Preventing Covid-19 outbreaks in assisted living
To reduce the potential widespread and devastating impact of Covid-19, assisted living providers and policymakers should take several steps.
Providers should update — or in many cases develop — an emergency operations plan specific to dealing with a pandemic. Although almost all states require assisted living communities to have emergency/disaster preparedness plans in place, most of the plans only address fire safety. Short-term mitigation activities would include implementing no-visitor policies except for private duty/personal care aides, limiting communal dining and recreational activities, encouraging or requiring residents to practice social isolation, limiting residents’ non-essential trips outside of the community, and requiring residents returning to the community after a hospitalization, time with their family, and the like to have a negative test or be subject to a 14-day quarantine.
In terms of preparedness, infection control must be ramped up immediately in assisted living communities. They should be adequately stocked with necessary supplies such as masks, gowns, and respirators to keep residents and staff safe. In addition, staff members must be supported with additional training and paid sick leave, particularly since most staff members in assisted living facilities are caregivers without advanced medical training and are paid minimum wages.

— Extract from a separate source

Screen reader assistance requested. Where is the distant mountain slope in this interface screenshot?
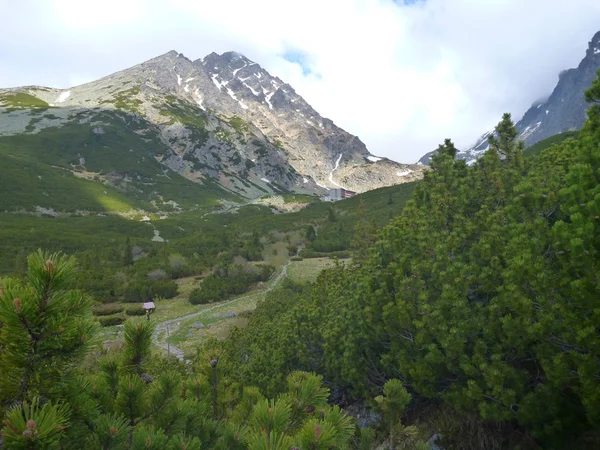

Given the limited presence of skilled nurses and clinicians in assisted living facilities relative to nursing homes, medical personnel need to support assisted living facilities in response to Covid-19. For example, Florida’s Agency for Health Care Administration is sending in a “strike team” consisting of a nurse, epidemiologist, infection control specialist, and a representative from the agency to help assisted living providers when a resident tests positive for Covid-19.
State and federal responses might include translating CDC, CMS, and states’ recommendations and guidance for nursing homes into practice in assisted living facilities given the different model and skill level of assisted living staff members; allowing temporary, emergency funding for assisted living communities to both keep residents and staff safe and to prevent massive hospitalizations and associated health care expenditures; and ramping up testing for assisted living residents and staff.
Although some states and individual assisted living communities have made strides to improve infection prevention and control, without a national effort supported by federal and state initiatives we risk serious outbreaks for vulnerable older adults.
Kali S. Thomas, Ph.D., is an associate professor of health services, policy and practice at the Brown University School of Public Health in Providence, R.I., and an investigator in the Center of Innovation in Long-term Services and Supports at the Providence VA Medical Center. Paula Carder, Ph.D., is the director of the Institute on Aging and professor of community health and health promotion at the OHSU-PSU School of Public Health in Portland, Ore. David C. Grabowski, Ph.D., is professor of health care policy at Harvard Medical School in Boston.